Nadie está a favor de abolir el turismo, ya que es un pilar esencial de la economía de Mallorca. Sin embargo, el cambio impulsado por el turismo no debe producirse a expensas de la calidad de vida y el equilibrio social de los mallorquines. El creciente resentimiento hacia las estructuras turísticas es una clara señal de alarma. Una sociedad cuyas necesidades son ignoradas corre el riesgo de que su ira se dirija a los síntomas más visibles.
El medio ambiente, uno de los perdedores
Como en otras regiones mediterráneas, no se debe ignorar el daño que causan las multitudes al medio ambiente.

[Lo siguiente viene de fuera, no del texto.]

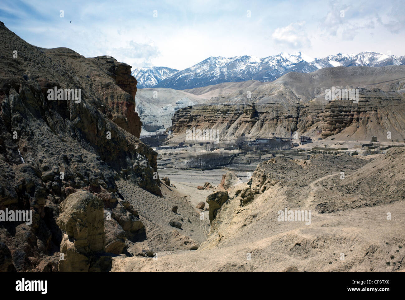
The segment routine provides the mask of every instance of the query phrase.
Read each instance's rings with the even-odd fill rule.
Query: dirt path
[[[308,195],[308,197],[305,200],[305,209],[309,209],[311,206],[312,205],[312,201],[313,201],[315,199],[315,193],[316,191],[320,190],[320,189],[317,188],[315,186],[315,185],[318,182],[324,180],[326,178],[328,178],[329,177],[332,177],[333,176],[336,176],[336,175],[339,175],[339,173],[335,173],[335,174],[332,174],[329,175],[326,175],[326,176],[324,176],[323,177],[322,177],[319,179],[317,179],[313,182],[310,184],[308,186],[308,188],[309,190],[309,194]],[[324,214],[319,214],[317,211],[315,211],[315,214],[316,215],[324,215]]]

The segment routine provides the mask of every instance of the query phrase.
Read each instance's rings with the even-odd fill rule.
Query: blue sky
[[[298,51],[405,55],[403,0],[1,0],[0,20],[34,45],[110,55],[133,69]]]

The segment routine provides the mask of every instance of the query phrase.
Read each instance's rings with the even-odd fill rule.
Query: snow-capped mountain
[[[147,67],[135,69],[131,74],[138,80],[139,89],[146,89],[154,87],[178,72],[179,70],[167,67]]]
[[[147,87],[182,90],[252,79],[260,81],[272,81],[290,72],[309,73],[324,68],[352,66],[381,67],[400,65],[404,63],[405,56],[388,55],[368,51],[356,55],[339,53],[315,59],[311,59],[301,52],[293,54],[282,53],[264,58],[247,55],[230,58],[211,56],[182,71],[170,69],[173,72],[172,74],[166,76],[160,81],[156,75],[152,76],[149,73],[140,72],[141,76],[137,77],[134,74],[133,75],[139,82],[142,82],[141,85],[138,83],[138,87],[141,88],[141,85],[145,86],[147,82]],[[145,68],[139,70],[143,69]],[[155,79],[153,79],[152,77]],[[153,85],[155,82],[157,83]]]

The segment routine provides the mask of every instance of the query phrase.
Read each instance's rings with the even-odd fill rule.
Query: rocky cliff
[[[79,270],[108,270],[102,254],[121,253],[126,239],[144,230],[116,181],[162,194],[157,154],[138,139],[131,67],[32,46],[1,22],[0,38],[0,210],[32,216],[31,224],[0,222],[2,269],[55,270],[64,254],[60,269],[72,270],[77,259]],[[83,226],[72,225],[74,207],[88,205]],[[115,230],[105,235],[103,220]]]

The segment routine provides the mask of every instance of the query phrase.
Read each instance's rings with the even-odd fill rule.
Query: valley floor
[[[197,250],[157,251],[154,258],[121,256],[114,259],[112,270],[281,271],[294,266],[304,272],[403,271],[405,202],[396,196],[403,189],[396,191],[375,175],[387,179],[385,172],[390,172],[403,182],[403,172],[387,161],[401,163],[405,151],[388,152],[388,156],[356,158],[320,155],[309,163],[281,158],[260,165],[251,187],[260,185],[261,190],[241,206],[240,190],[247,184],[229,188],[229,200],[211,226],[207,224],[206,239],[199,239]],[[198,213],[201,211],[195,208],[196,203],[218,187],[210,190],[196,186],[206,181],[217,184],[226,171],[196,172],[168,169],[160,174],[169,176],[173,189],[186,195]],[[263,189],[263,176],[278,181]],[[311,224],[279,222],[277,212],[284,207],[310,211]]]

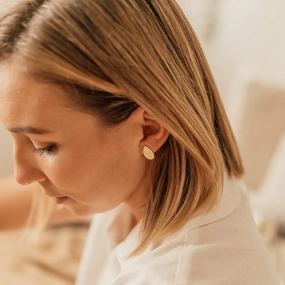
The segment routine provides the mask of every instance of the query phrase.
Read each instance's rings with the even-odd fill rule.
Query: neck
[[[131,208],[134,217],[134,226],[142,219],[145,210],[148,192],[148,180],[146,177],[124,201]]]

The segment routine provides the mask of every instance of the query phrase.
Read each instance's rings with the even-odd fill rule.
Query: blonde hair
[[[143,107],[170,132],[133,255],[218,202],[238,148],[195,33],[174,0],[21,0],[0,18],[2,62],[70,92],[107,125]]]

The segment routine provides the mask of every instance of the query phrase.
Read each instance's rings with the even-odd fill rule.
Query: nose
[[[23,148],[21,149],[14,145],[14,175],[19,184],[27,185],[32,182],[41,182],[46,177],[37,165],[33,154],[29,153]]]

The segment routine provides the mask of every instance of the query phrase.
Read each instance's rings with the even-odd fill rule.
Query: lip
[[[69,199],[68,197],[63,196],[62,197],[53,197],[52,199],[57,204],[63,204]]]

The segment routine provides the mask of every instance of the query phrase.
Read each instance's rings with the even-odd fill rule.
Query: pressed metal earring
[[[149,148],[145,146],[143,147],[143,155],[148,159],[151,160],[154,158],[154,154]]]

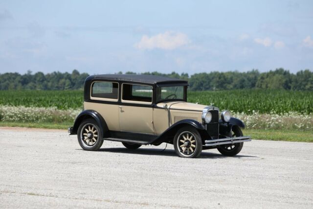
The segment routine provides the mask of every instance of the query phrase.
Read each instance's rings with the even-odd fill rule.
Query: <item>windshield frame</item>
[[[163,87],[182,87],[183,88],[183,98],[181,99],[181,98],[175,98],[175,99],[160,99],[159,100],[157,100],[157,95],[158,95],[158,93],[160,93],[160,90],[161,90],[161,88],[163,88]],[[160,102],[165,102],[165,101],[185,101],[186,102],[187,101],[187,86],[186,85],[179,85],[179,84],[175,84],[175,85],[162,85],[162,86],[156,86],[156,94],[155,94],[155,96],[156,96],[156,104],[157,104]]]

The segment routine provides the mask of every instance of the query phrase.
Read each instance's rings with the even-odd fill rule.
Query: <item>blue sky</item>
[[[313,70],[313,0],[1,0],[0,73]]]

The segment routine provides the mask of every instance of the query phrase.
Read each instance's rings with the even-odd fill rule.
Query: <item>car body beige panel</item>
[[[172,125],[179,120],[191,119],[202,122],[202,112],[190,111],[180,110],[170,110],[170,125]]]
[[[84,108],[85,110],[93,110],[99,113],[106,121],[109,130],[119,131],[119,110],[117,104],[84,102]]]
[[[153,109],[153,125],[156,134],[161,134],[169,127],[168,110]]]
[[[152,107],[119,107],[120,130],[123,131],[154,134]]]
[[[207,105],[179,101],[160,102],[158,103],[156,106],[159,107],[163,107],[165,104],[167,105],[167,107],[168,108],[170,107],[171,109],[194,110],[196,111],[202,111],[203,108],[207,107]]]

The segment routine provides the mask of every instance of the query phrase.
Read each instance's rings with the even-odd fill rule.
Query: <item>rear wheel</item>
[[[198,158],[202,151],[202,141],[198,131],[191,127],[179,130],[174,137],[176,154],[182,158]]]
[[[122,142],[123,145],[128,149],[136,149],[141,146],[141,144],[133,144],[132,143]]]
[[[102,145],[103,139],[100,127],[93,119],[84,120],[78,127],[77,139],[85,150],[97,151]]]
[[[231,130],[232,137],[242,137],[244,136],[240,128],[237,126],[233,126]],[[241,151],[244,146],[244,142],[235,143],[234,144],[223,144],[220,145],[217,149],[223,155],[226,156],[234,156]]]

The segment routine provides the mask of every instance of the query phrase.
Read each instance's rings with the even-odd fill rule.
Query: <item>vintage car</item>
[[[70,135],[86,150],[98,150],[104,140],[129,149],[142,145],[174,145],[178,156],[197,158],[217,148],[237,155],[244,142],[244,123],[218,108],[187,102],[186,81],[136,74],[91,75],[85,82],[84,110]]]

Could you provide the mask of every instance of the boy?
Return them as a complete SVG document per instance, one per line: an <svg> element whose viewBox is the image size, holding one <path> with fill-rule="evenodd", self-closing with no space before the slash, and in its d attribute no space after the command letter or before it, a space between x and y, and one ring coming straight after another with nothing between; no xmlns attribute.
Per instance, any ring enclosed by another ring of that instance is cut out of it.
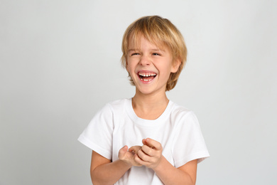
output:
<svg viewBox="0 0 277 185"><path fill-rule="evenodd" d="M195 184L209 153L193 112L165 94L186 61L182 35L168 19L142 17L127 28L122 52L135 95L107 104L78 139L92 149L92 183Z"/></svg>

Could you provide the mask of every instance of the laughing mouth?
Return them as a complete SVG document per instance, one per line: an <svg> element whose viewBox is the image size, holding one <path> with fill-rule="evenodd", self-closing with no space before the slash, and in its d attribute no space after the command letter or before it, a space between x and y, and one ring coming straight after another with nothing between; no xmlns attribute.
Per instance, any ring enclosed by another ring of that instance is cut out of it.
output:
<svg viewBox="0 0 277 185"><path fill-rule="evenodd" d="M139 72L138 73L138 78L144 81L144 82L148 82L148 81L151 81L153 79L154 79L156 78L156 76L157 75L156 73L141 73L141 72Z"/></svg>

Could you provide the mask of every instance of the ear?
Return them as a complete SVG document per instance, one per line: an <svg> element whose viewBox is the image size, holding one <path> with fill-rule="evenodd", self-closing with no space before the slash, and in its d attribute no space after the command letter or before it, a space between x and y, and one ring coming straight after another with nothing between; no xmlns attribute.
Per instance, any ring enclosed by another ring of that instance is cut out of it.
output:
<svg viewBox="0 0 277 185"><path fill-rule="evenodd" d="M129 70L128 70L128 60L127 59L126 59L126 62L125 62L125 68L126 70L127 70L127 72L129 73Z"/></svg>
<svg viewBox="0 0 277 185"><path fill-rule="evenodd" d="M173 73L176 73L178 70L180 64L181 64L181 60L180 60L180 58L178 58L175 61L173 61L170 72Z"/></svg>

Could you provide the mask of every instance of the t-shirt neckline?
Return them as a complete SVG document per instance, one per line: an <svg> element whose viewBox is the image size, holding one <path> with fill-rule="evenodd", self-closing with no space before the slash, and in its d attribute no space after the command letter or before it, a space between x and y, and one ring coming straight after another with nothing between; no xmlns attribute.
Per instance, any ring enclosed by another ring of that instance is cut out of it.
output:
<svg viewBox="0 0 277 185"><path fill-rule="evenodd" d="M165 122L167 118L170 115L170 112L173 105L173 102L169 100L165 110L163 111L163 114L160 115L160 117L158 117L156 120L145 120L138 117L136 115L133 109L132 98L127 99L126 104L127 104L126 106L126 112L129 116L130 117L130 118L132 120L132 121L136 124L141 125L143 126L149 126L149 127L154 126L154 125L156 126L157 124L161 124L162 122Z"/></svg>

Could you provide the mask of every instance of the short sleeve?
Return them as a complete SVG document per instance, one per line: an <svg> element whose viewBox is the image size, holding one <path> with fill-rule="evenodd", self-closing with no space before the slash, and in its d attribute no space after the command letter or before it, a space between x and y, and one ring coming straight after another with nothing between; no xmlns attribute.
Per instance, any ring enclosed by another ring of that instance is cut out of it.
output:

¿Por qué no se cobra a los turistas de cruceros una tasa aparte al reservar una excursión en tierra? Así se podrían cubrir los costes de los residuos, la contaminación y el uso de unos recursos hídricos ya limitados, por citar solo algunos. Sería una especie de peaje, como el que se cobra desde hace años a los coches en diversas carreteras de España y otros países europeos, para mantener un cierto nivel y cubrir los costes de reparación de los daños causados.
Conclusión
Mallorca no debe convertirse en un lugar al que se va de vacaciones sin formar parte de la comunidad. Es crucial adoptar un enfoque responsable en materia de turismo y vivienda para preservar la belleza y singularidad de esta isla, tanto para los habitantes como para los visitantes.
Un extranjero que compra una propiedad en Mallorca no debe sentirse culpable. En cuanto se mezcle con la gente y deje de vivir en su propio mundo, se dará cuenta de lo adorables que son los mallorquines y de lo mucho que aprecian a las personas que quieren bien a su isla y no solo buscan vivir rodeados de lujo sin respetar los recursos ni apreciar la naturaleza. Si amas la isla, ¡siempre serás bienvenido!